Last Week on My Mac: Metadata and iCloud

Despite the distraction of macOS updates last week, I’ve been trying to get to grips with the more enduring issue of preserving metadata in iCloud. The last time that I visited this, over eighteen months ago, it all looked a bit of a disaster: if you shared documents between Macs, or with iOS devices, those metadata which weren’t actually embedded in a document were likely to be stripped. Apple’s concept of using iCloud for this purpose looked in disarray, to say the least.

There are a great many good reasons for wanting to store information about the data in a file, its metadata. In some cases, standard types of metadata become part of the data in a file, such as all those natty details about a photo which you took, including your location at the time. The same goes for author details in PDF documents.
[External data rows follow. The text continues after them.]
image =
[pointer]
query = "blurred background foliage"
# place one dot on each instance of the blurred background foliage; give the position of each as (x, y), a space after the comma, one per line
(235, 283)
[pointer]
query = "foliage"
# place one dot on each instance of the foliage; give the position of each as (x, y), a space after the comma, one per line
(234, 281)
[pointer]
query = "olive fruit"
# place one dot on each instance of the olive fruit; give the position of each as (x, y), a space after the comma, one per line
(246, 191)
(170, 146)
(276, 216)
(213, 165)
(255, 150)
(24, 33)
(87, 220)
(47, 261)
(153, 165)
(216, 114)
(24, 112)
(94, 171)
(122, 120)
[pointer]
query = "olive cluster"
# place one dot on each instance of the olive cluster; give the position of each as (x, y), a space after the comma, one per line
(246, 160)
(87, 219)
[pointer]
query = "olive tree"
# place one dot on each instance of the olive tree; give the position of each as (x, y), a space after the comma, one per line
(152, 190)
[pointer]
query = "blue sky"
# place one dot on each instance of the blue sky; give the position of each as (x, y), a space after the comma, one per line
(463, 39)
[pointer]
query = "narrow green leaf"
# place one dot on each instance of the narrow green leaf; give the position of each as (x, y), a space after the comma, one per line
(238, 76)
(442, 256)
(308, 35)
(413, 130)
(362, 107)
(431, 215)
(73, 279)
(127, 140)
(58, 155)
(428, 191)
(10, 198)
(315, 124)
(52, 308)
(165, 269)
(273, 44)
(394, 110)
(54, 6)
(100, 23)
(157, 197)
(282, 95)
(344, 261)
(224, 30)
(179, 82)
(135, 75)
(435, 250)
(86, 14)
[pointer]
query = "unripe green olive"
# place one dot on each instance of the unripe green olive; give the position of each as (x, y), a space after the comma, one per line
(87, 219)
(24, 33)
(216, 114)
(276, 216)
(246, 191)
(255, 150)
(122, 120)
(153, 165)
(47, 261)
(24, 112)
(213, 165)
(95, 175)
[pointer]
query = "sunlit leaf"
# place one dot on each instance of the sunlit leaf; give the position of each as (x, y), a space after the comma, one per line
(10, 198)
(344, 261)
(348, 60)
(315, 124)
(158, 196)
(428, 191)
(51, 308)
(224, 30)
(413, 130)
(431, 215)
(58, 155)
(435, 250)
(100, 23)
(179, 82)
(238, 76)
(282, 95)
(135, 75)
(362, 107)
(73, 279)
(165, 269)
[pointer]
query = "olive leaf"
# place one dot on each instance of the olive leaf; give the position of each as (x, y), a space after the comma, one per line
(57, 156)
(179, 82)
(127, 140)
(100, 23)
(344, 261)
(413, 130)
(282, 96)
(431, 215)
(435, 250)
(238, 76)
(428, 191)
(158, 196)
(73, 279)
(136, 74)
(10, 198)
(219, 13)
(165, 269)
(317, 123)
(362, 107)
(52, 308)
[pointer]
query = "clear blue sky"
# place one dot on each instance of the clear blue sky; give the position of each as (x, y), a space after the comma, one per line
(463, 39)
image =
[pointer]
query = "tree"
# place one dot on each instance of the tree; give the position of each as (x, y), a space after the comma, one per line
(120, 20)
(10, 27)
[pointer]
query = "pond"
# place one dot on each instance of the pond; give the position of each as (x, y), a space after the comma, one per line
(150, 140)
Back in the days of Classic Mac OS, whenever you reopened a document it appeared just as when it was last open, with the same window size and location, and in exactly the same state. This was accomplished by saving that information as resources in that document’s file metadata, then the ‘resource fork’ of the file. When Mac OS X came along, those from the Classic Mac tradition wanted to retain these metadata, which were anathema to those with a pure Unix background. The compromise solution of extended attributes (xattrs) which we now have in macOS is actually more powerful than existed in old Mac OS, but less accessible to users and less popular with developers too.

Apple’s attitude to xattrs remains oddly ambivalent. In its flagship language Swift, there’s no xattr class or general support for access to xattr data. In my several apps which use xattrs, I access the C functions provided in the API through a wrapper. This isn’t a particularly high hurdle in development, but coupled with the rudimentary support of command tools seems sufficient to keep scripters and other advanced users well away. This compares with Classic Mac OS, in which Apple provided users with a free extensible resource editor, the famous ResEdit. Xattrs today are definitely not the resources of old.
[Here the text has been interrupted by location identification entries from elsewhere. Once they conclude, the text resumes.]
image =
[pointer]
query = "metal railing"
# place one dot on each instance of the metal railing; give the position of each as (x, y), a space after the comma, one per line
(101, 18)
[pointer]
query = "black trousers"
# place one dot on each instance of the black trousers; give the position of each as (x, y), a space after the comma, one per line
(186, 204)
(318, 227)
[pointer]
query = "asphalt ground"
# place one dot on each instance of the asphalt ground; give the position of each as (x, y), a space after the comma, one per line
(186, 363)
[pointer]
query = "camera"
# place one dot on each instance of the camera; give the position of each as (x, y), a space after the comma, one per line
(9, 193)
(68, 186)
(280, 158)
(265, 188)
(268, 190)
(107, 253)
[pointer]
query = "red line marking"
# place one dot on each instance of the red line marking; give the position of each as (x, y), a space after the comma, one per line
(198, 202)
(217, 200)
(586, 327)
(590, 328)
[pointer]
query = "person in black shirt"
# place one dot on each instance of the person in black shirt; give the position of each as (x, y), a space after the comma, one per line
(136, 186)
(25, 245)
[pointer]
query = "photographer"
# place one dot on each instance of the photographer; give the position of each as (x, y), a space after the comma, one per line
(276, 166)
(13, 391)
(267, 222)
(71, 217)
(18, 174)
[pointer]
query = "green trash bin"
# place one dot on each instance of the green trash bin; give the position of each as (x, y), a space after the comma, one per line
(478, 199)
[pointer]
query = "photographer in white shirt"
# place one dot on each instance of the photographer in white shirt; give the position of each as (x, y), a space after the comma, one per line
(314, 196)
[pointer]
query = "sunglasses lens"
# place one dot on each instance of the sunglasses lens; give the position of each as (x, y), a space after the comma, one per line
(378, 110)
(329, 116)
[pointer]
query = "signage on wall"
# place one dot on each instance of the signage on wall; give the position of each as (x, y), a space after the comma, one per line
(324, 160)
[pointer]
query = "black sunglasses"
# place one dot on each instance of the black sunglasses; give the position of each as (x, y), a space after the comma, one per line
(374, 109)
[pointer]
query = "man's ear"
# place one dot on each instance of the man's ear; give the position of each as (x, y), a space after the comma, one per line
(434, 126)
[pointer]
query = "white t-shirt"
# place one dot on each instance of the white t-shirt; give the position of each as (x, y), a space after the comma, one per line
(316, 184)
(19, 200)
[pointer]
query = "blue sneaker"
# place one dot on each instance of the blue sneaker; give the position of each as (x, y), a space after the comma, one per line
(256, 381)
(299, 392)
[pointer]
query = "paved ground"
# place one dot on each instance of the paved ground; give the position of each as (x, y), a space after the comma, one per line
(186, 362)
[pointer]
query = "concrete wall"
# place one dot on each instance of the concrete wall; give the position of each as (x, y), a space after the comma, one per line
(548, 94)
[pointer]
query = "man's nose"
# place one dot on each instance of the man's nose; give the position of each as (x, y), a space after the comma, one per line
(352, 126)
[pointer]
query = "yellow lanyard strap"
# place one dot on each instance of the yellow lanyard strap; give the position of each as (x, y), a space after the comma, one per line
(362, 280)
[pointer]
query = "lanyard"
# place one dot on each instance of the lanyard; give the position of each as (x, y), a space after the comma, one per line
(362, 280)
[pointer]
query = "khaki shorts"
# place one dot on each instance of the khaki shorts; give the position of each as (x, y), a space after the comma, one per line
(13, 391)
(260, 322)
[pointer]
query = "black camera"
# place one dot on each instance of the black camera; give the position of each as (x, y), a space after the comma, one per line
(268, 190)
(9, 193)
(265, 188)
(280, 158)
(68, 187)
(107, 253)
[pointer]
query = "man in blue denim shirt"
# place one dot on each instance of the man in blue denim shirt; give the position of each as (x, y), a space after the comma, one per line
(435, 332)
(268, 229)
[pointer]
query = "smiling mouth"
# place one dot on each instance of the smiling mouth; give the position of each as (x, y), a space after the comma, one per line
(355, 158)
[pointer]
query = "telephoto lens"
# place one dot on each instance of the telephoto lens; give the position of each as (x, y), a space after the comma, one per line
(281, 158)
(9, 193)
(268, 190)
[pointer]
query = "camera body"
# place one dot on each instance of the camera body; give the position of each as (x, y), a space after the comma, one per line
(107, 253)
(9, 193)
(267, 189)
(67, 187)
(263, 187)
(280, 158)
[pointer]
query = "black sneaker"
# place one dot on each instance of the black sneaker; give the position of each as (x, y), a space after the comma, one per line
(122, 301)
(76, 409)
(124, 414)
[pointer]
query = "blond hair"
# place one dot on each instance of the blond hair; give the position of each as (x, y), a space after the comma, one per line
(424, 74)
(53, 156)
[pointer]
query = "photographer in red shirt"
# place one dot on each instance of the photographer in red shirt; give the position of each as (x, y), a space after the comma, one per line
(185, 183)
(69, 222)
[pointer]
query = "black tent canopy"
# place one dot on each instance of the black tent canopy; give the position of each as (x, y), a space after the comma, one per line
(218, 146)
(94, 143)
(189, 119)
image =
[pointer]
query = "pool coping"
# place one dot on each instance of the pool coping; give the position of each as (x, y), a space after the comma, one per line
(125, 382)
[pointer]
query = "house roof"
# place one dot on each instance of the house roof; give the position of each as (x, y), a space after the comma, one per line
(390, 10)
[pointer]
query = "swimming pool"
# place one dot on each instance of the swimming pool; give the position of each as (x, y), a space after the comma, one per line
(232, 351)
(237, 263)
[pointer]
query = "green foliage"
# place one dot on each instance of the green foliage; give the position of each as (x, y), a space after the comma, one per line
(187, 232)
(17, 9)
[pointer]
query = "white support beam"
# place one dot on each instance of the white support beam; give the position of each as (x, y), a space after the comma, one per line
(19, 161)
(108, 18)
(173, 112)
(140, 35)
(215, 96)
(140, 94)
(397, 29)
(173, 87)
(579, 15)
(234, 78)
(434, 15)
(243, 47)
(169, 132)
But one of the most serious objections to doing anything serious with xattrs was the discovery early in 2018 that by default almost all xattrs are stripped when documents are passed through iCloud Drive. Any Mac app which writes metadata to custom xattrs is likely to hit this problem: the metadata will work fine on the Mac on which the document is authored, but the moment that you pass that document through your iCloud Drive to another Mac or iOS device, that metadata will have vanished.
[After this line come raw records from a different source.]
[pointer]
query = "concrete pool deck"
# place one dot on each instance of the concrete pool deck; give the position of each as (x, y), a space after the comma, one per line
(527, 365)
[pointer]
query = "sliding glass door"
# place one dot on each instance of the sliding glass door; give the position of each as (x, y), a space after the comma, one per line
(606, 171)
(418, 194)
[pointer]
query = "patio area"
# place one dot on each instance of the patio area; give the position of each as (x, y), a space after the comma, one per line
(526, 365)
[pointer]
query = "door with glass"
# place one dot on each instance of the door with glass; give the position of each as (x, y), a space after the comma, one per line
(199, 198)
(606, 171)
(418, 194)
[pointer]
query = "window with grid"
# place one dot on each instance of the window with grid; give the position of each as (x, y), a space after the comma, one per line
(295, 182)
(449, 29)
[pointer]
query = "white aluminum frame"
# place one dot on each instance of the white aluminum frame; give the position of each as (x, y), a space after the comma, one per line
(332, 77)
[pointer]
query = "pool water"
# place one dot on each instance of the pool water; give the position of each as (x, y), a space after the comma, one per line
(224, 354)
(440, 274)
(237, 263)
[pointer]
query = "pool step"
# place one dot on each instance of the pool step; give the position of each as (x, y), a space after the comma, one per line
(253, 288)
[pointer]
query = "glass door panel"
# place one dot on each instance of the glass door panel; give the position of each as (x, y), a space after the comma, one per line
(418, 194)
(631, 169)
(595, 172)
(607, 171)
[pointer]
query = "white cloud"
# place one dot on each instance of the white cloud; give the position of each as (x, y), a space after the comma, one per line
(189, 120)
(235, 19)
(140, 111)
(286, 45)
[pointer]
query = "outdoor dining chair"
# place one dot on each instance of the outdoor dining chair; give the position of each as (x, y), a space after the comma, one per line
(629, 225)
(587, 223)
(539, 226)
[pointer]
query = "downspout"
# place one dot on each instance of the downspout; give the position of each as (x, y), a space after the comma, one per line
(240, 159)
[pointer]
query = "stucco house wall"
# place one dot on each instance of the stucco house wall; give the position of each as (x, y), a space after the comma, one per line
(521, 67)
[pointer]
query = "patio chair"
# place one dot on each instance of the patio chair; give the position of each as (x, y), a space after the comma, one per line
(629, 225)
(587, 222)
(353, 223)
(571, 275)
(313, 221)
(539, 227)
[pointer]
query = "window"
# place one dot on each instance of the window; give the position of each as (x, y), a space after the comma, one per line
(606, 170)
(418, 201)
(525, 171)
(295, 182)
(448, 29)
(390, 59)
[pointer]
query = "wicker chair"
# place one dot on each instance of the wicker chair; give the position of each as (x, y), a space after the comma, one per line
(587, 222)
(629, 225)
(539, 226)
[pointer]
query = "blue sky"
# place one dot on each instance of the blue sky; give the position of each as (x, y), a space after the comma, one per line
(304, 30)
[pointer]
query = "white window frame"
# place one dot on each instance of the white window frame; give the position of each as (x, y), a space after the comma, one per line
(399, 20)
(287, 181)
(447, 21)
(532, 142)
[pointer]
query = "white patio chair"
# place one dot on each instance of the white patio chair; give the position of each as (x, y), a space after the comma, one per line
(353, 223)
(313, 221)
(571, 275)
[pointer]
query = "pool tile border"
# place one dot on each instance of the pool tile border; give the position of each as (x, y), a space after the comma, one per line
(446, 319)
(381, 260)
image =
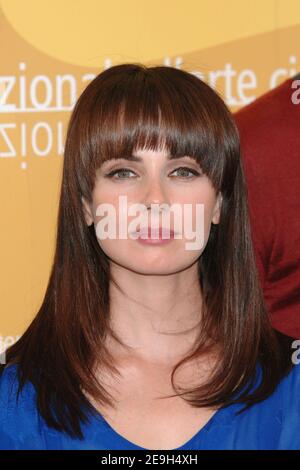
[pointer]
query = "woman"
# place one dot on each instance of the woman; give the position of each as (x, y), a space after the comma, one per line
(141, 343)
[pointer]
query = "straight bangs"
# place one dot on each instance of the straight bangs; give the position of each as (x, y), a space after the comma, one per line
(152, 108)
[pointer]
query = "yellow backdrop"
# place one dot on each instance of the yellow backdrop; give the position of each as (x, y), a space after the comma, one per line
(51, 49)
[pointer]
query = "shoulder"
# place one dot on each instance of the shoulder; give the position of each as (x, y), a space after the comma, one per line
(19, 419)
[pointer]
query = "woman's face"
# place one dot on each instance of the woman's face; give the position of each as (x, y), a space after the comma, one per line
(153, 178)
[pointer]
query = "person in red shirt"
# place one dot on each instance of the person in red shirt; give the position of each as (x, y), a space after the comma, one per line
(270, 145)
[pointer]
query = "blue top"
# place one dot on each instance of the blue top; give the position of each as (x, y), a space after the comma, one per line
(271, 424)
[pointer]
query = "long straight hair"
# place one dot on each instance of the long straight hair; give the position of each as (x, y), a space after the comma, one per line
(125, 107)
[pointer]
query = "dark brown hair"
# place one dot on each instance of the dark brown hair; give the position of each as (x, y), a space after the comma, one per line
(125, 107)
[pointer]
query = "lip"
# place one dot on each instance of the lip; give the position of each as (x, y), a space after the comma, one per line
(160, 235)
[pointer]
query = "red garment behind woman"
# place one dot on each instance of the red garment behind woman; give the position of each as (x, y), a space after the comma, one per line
(270, 144)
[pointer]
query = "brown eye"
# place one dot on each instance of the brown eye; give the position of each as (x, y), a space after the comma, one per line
(121, 172)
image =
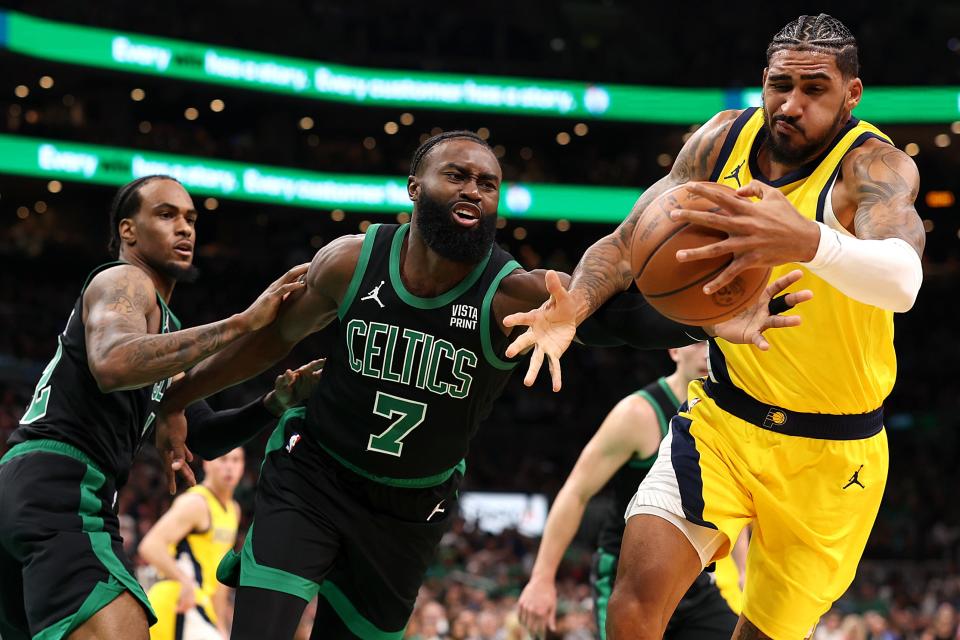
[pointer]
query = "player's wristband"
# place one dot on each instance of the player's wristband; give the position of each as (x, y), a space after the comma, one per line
(884, 273)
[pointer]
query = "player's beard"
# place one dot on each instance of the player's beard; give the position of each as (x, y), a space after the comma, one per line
(179, 273)
(447, 238)
(785, 153)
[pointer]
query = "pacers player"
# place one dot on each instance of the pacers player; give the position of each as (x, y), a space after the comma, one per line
(773, 437)
(186, 545)
(358, 488)
(621, 452)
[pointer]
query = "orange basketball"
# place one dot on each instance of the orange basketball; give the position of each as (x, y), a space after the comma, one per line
(674, 288)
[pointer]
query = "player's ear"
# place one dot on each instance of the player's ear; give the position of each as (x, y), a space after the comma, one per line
(128, 231)
(413, 187)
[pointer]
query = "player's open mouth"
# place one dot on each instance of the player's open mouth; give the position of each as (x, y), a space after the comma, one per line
(466, 214)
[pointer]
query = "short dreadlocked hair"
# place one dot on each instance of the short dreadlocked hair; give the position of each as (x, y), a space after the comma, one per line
(433, 141)
(125, 204)
(821, 33)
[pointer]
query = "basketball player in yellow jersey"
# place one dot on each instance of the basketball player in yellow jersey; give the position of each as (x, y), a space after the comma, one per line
(186, 545)
(787, 435)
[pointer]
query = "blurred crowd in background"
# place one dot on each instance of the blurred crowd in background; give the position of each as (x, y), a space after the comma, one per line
(909, 583)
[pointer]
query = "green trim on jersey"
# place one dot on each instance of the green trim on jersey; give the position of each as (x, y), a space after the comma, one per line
(645, 463)
(50, 446)
(428, 303)
(606, 563)
(670, 394)
(163, 306)
(485, 339)
(253, 574)
(355, 621)
(403, 483)
(365, 250)
(101, 543)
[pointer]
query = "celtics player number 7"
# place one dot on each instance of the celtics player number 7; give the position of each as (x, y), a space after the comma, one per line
(407, 415)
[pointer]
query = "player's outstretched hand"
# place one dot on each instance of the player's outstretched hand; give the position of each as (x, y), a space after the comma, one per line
(264, 309)
(747, 327)
(293, 387)
(537, 607)
(552, 327)
(765, 232)
(171, 442)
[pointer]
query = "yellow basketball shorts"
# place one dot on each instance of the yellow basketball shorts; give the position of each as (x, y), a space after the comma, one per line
(812, 503)
(196, 624)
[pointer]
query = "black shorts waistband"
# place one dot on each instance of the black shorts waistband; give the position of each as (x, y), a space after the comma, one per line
(823, 426)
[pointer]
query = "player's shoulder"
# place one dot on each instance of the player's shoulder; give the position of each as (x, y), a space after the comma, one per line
(122, 282)
(874, 157)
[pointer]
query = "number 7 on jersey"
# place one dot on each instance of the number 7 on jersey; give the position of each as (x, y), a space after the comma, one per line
(407, 415)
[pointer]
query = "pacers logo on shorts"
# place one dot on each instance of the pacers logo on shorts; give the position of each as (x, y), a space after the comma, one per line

The canonical illustration of this is the open source PDF reader and annotation app Skim. Rather than writing its annotations into the document data, it respects the integrity of that and saves them as custom xattrs. That’s the way that all good PDF apps should work, of course. However, because it necessarily uses its own types of xattr to do this, every one is stripped when its annotated PDFs are passed through iCloud Drive. The first time that I saw this happen, a shiver ran down my spine.

At the end of June this year, someone kindly added a comment to my original article drawing attention to this issue, providing a clue which led me to xattr flags, controlling the preservation of xattrs during various types of copy operation. Specifically included in its controls is a flag which can prevent the stripping of custom xattrs in transit through iCloud. This has been available for around six years, but documented only in brief in an old WWDC presentation, I gather, in a fairly obscure man page, and in the Open Source code provided by Apple.

Michael Tsai kindly republished some excerpts from my recent articles here in which I have tried to document this xattr flag system, and point out how it could be used by developers to ensure their metadata are preserved through iCloud. Among the comments which that elicited is an insightful thread of tweets from Pierre Habouzit @pedantcoder who is one of the team which designed and implemented xattr flags. In addition to underlining some of the important and valuable features in this system, he points out that, for iCloud file sharing, “in general we prefer packages with metadata in a plist inside the document or in a Resource/subdir of the bundle”.

This is indeed what Apple has been doing fairly consistently. The flat file standard of RTF has grown into RTFD, originally in NeXTSTEP but now only extensively supported on macOS and iOS. Some of Apple’s proprietary file formats have followed the same route. When using common file formats, though, this is seldom available, and would often be a liability. Much as we might like the flexibility and power of RTFD, the fact is that it’s almost inaccessible on any other platform, and even on the Mac there are several major apps which open RTF happily but can’t grok RTFD.

So xattrs are here to stay, and can be used in ways which work well when kept in, or transiting through, iCloud. The irony is that Apple itself now uses xattrs more than at any time in the past. Have a crawl through the xattrs in your Home folder, for example, and you’ll find a great many aren’t third party types, but quarantine flags on documents – a standard behaviour whenever any sandboxed app opens a document, even when it doesn’t save it.

What this now needs is some purposeful Swift (and Objective-C) support, documentation, and example code.